To those of us in the storage admin business losing two disks in a RAID 5 disk group falls into a special category. That category would be associated what most like to call a resume generating event or RGE. I ran into this specific issue today and survived due to a couple key pieces of information provided by the vendor and by coming through logs to ensure I executed the recovery process in the correct order.
But there is no recovery you say? Ah right, so you’ve lost two disks in a RAID group which has only one parity drive. The LUN’s which fall within the RAID group are all off line, and the disks in question show up as “Removed”. At this point you’re SOL. Someone is leaning over your shoulder asking as simple question… WHEN WILL MY APPLICATION SERVER BE BACK UP?
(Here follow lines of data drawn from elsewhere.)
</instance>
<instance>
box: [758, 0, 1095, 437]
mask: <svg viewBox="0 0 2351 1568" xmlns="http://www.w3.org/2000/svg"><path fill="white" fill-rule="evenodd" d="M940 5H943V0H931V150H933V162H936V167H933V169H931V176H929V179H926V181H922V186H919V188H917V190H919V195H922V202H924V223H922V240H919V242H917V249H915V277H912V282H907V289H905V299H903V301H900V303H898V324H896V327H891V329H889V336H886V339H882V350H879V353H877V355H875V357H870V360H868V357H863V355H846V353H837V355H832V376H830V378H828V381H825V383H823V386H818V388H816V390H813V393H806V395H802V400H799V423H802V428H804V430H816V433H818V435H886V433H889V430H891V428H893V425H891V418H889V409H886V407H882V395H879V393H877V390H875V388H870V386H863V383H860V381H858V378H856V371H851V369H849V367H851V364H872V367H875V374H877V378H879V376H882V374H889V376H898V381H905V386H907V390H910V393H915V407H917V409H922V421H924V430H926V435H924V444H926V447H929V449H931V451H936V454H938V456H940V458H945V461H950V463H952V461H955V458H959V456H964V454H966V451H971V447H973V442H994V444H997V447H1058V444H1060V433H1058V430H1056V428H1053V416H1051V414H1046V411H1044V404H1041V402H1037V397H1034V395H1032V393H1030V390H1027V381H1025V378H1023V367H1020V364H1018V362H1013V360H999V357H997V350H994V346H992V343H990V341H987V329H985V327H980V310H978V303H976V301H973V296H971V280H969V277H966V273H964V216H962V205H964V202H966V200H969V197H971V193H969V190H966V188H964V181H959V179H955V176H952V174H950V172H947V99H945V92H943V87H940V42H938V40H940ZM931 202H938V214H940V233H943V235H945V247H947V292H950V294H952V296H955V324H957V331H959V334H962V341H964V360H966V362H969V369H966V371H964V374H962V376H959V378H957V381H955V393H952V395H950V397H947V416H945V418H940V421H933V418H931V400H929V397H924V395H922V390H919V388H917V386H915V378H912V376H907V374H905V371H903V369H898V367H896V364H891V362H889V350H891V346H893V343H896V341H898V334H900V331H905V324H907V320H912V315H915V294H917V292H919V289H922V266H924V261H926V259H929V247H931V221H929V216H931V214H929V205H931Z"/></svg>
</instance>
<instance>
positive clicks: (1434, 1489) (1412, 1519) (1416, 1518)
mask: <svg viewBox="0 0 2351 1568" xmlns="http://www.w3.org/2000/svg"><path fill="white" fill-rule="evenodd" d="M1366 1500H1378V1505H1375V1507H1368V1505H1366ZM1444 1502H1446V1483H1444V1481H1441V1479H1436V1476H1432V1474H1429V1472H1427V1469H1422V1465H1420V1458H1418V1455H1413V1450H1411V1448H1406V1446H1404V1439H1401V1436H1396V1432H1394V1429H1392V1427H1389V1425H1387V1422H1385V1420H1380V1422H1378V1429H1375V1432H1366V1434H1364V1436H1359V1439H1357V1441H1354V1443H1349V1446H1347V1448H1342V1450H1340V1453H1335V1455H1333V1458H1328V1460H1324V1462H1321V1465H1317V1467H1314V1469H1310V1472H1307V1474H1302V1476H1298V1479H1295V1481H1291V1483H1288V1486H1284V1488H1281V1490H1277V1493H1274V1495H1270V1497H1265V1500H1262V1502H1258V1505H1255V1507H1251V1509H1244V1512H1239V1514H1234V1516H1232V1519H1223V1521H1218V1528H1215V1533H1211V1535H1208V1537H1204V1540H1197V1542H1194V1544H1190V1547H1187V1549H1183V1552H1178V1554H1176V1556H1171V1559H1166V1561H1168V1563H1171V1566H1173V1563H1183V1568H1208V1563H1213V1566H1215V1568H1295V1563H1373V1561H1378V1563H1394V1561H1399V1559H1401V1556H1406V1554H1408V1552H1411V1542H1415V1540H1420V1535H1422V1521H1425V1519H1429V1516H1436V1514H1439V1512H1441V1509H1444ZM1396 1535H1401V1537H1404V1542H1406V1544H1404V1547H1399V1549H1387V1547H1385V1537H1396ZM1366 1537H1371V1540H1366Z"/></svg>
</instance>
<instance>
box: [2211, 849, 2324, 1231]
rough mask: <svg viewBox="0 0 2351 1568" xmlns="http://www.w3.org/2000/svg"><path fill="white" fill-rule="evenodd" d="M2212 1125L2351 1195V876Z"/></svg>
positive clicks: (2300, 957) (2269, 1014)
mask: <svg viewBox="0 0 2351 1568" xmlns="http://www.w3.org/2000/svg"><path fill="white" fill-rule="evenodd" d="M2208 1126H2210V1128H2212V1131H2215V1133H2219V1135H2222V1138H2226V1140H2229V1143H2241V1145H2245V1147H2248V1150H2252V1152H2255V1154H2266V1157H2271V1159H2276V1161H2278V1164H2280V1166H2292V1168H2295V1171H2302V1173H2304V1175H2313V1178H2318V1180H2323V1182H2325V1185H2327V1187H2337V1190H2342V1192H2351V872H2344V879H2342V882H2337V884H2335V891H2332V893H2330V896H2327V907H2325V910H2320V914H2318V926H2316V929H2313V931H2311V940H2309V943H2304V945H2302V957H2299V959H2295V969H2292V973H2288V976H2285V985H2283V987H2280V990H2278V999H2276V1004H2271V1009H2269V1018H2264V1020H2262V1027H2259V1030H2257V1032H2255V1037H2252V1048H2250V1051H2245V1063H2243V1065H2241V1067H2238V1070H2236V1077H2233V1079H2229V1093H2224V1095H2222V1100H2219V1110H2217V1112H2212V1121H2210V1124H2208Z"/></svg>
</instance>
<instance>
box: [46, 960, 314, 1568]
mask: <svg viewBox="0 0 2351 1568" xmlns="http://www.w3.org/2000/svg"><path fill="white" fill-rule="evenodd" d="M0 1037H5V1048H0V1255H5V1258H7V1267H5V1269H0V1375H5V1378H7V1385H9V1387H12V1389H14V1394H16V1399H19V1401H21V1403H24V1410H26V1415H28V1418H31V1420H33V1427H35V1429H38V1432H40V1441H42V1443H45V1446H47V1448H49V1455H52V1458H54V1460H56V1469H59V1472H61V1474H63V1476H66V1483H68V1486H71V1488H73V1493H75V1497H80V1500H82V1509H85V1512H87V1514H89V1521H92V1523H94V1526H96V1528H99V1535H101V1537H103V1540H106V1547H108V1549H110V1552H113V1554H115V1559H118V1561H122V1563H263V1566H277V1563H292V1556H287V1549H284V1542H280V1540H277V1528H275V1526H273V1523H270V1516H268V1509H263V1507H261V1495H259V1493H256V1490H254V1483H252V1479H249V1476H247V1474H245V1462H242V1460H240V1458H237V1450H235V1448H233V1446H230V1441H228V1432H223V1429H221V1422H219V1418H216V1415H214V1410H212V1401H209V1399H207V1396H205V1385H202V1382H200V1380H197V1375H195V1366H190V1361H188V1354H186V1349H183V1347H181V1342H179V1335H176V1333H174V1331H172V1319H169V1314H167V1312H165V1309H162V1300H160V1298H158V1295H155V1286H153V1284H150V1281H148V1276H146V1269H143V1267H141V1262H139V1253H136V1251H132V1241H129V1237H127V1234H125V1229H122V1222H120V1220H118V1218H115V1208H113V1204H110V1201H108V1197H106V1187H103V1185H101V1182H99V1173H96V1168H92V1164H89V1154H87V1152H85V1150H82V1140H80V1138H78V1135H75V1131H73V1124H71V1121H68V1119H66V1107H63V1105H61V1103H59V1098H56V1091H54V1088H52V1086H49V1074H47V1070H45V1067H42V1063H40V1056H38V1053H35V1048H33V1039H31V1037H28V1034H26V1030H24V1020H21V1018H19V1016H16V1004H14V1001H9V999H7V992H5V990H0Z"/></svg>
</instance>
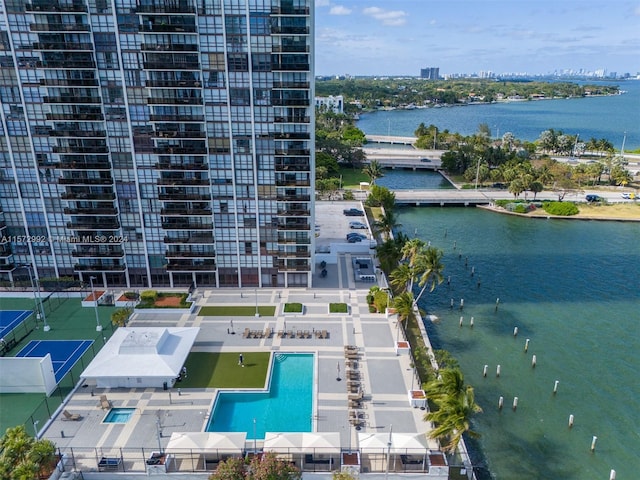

On to the recovery steps… when a disk fails most times it is actively failed by the array itself and not by catestrophic hardware failure. High CRC error rates found on the drive lead the array to kick the drive out. With a two disk failure the array takes a different approach to disks which are “Removed” due to high CRC errors. The recovery process is quite simple. Re-insert the second disk which failed. The array will attempt to copy all of the usable data off it onto a hot spare. The reason why the second disk to fail is used is due to it having the last updated data. Where as the first disk to mark failed would not have the updates included in the second failed disk.
You can check the status of the disk rebuild through Naviseccli. Run naviseccli -h SP_IP_address -user username -scope 0 getdisk 3_4_3 -state -rb this will show you the rebuild status of each LUN found on the disk which is being rebuild.
Issue: In some instances LUNs found within pools associated with the failed drives can show up as in a “Faulted” state.
Resolution: A common way to resolve this issue is to reboot each of the CLARiiON storage processors (SP). Reboot the first SP and wait 15 to 20 minutes before rebooting the second SP.